A possible solution:
A = [1,2,3; 4,6,6; 7,6,6];
B = [7,8,9; 10,11,11; 1, 11,11];
C = [0,1,2; 3, 7, 7; 5,7,7];
%create a 3D array
D = cat(3,A,B,C)
%reshape the 3D array to 2D
%its columns represent the third dimension
%and its rows represent resolution
E = reshape(D,[],size(D,3));
%third output of the unique function applied row-wise to the data
%represents the label of each pixel a [m*n, 1] vector created
[~,~,F] = unique(E,'rows');
%reshape the vector to a [m, n] matrix of labels
result = reshape(F, size(D,1), size(D,2));
You can reshape the 3D matrix to a 2D matrix (E) that its columns represent the third dimension and its rows represent resolution.
Then using unique function you can label the image.
We have a 3D matrix:
A =
1 2 3
4 6 6
7 6 6
B =
7 8 9
10 11 11
1 11 11
C =
0 1 2
3 7 7
5 7 7
When we reshape the 3D matrix to a 2D matrix E we get:
E =
1 7 0
4 10 3
7 1 5
2 8 1
6 11 7
6 11 7
3 9 2
6 11 7
6 11 7
So we need to classify the rows base on their values.
Unique function is capable of extracting unique rows and assign the same label to rows that are equal to each other.
Here varible F capture third output of the unique function that is label of each row.
F =
1
4
6
2
5
5
3
5
5
that should be reshaped to 2D
result =
1 2 3
4 5 5
6 5 5
so each region has different label.
If you want to segment distinct regions(based on both their values and their spatial positions) you need to do labeling the image in a loop
numcolors = max(F);
N = 0;
segment = zeros(size(result));
for c = 1 : numcolors
[label,n] = bwlabel(result==c);
segment = segment +label + logical(label)*N;
N = N + n;
end
So here you need to mark disconnected regions that have the same values with different labels. since MATLAB doesn't have functions for gray segmentation You can use bwlabel function multiple times to do segmentation and add result of the previous iteration to result of current iteration. segment variable contains the segmentd image.
*Note: this result obtained from GNU Octave that its labeling is different from MATLAB. if You use unique(E,'rows','last'); result of MATLAB and Octave will be the same.
You can use a pair of horizontal and vertical 1D filters such that the horizontal filter has a kernel of [1 -1] while the vertical filter has a kernel of [1; -1]. The effect of this is that it takes both horizontal and vertical pairwise distances for each element in each dimension separately.
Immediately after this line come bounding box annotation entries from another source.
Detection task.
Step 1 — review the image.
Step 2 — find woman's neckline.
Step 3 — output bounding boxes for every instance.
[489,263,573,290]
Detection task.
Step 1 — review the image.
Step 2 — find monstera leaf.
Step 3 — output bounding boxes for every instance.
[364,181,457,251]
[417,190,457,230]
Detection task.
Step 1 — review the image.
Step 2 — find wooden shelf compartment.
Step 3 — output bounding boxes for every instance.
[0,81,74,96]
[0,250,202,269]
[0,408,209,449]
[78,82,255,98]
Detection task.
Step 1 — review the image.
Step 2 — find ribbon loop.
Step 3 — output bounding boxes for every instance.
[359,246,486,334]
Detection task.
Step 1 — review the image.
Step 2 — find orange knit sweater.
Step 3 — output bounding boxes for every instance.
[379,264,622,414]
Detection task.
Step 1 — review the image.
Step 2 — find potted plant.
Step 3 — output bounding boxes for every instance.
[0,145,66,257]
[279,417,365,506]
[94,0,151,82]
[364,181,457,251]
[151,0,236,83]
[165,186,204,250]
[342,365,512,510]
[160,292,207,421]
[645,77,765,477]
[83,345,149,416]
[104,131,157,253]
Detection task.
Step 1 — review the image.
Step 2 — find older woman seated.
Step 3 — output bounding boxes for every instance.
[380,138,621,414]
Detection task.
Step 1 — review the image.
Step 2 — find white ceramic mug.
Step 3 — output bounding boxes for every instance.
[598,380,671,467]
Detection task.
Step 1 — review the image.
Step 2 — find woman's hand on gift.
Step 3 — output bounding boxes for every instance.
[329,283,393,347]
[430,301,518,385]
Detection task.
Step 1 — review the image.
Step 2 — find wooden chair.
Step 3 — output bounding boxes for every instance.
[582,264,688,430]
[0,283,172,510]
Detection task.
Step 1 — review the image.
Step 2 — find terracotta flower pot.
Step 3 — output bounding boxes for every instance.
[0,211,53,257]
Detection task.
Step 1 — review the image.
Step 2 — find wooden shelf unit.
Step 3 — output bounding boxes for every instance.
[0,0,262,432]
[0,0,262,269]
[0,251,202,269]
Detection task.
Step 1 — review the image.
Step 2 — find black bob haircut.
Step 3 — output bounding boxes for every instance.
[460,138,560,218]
You can then perform image filtering or convolution using these two kernels ensuring that you replicate the borders. To be able to find uniform regions, by checking which regions in both results map to 0 between them both, this gives you areas where areas that are uniform over all channels independently.
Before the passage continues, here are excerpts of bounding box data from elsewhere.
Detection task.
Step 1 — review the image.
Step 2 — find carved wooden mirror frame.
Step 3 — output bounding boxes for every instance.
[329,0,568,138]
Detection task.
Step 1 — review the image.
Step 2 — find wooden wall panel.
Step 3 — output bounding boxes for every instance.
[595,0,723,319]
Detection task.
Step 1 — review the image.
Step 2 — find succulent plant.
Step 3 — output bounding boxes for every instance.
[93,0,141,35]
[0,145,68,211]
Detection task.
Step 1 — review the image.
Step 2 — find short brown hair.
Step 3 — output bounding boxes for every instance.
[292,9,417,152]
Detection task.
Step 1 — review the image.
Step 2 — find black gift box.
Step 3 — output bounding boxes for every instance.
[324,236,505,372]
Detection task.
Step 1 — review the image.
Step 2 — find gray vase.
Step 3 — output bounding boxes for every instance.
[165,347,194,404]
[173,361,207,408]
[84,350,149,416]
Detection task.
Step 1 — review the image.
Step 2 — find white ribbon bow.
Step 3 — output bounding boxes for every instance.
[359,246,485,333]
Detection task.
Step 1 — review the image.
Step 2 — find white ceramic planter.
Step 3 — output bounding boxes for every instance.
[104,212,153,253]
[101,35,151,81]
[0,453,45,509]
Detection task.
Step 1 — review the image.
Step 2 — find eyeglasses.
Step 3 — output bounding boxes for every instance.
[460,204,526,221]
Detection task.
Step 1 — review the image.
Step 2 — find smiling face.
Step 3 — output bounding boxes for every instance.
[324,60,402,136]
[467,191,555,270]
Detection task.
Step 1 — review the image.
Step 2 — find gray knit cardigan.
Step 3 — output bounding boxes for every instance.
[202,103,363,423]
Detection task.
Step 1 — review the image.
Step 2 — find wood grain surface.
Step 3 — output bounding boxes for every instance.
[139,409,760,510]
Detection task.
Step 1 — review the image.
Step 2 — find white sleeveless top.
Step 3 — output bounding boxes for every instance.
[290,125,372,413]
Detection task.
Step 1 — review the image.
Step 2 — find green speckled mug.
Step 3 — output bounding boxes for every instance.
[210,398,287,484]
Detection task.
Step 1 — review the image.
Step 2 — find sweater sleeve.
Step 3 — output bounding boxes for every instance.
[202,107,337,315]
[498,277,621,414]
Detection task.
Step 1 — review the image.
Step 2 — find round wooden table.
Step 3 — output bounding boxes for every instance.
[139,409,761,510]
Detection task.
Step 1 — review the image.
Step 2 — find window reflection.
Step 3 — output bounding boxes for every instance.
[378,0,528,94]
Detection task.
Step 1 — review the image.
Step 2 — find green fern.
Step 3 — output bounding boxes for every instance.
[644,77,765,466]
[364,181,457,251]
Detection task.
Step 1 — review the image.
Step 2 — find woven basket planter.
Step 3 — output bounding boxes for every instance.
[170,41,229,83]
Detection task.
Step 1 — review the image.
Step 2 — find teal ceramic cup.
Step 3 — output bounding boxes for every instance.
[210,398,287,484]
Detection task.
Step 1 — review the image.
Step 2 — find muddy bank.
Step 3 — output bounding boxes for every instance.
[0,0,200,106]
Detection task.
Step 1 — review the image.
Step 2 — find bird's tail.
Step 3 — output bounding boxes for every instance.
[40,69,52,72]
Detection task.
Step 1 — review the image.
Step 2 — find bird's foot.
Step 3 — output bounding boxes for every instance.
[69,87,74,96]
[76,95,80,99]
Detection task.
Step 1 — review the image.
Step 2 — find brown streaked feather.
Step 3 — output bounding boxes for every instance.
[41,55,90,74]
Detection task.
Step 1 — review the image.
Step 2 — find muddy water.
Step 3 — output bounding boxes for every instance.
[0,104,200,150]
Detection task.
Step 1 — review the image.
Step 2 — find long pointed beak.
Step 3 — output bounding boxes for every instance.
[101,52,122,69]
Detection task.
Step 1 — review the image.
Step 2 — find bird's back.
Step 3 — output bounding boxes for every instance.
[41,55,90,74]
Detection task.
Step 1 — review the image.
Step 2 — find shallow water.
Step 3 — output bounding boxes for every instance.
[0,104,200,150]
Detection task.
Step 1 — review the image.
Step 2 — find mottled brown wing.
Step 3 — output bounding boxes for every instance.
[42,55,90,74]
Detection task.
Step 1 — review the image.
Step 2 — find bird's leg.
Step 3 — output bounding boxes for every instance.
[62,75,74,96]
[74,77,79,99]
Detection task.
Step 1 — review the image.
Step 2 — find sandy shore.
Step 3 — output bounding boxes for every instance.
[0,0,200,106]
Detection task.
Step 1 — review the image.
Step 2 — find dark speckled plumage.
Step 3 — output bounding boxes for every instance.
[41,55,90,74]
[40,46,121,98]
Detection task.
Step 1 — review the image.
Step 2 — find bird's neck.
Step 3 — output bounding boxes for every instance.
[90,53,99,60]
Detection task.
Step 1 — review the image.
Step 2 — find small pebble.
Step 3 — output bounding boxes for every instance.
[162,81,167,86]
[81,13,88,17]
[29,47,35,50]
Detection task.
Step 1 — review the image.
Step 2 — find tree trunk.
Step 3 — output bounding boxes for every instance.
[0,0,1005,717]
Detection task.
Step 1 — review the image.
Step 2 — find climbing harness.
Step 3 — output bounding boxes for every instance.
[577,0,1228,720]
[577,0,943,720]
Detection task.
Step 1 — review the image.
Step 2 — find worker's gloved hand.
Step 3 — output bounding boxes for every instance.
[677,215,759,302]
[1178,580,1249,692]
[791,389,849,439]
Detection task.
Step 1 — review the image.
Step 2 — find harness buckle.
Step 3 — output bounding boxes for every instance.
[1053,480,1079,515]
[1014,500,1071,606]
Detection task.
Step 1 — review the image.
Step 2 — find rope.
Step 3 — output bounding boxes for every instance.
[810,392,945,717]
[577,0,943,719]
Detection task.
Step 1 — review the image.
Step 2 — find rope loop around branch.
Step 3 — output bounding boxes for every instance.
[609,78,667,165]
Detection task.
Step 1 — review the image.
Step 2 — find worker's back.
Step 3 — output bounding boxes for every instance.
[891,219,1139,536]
To do this, you would first take the opposite of both filtering results so that uniform regions that would become 0 are now 1 and vice-versa. that you perform the logical AND operation on both of these together and then ensure that for each pixel temporally, all of the values are true. This would mean that for a spatial location in this image, all values experience the same uniformity as you expect.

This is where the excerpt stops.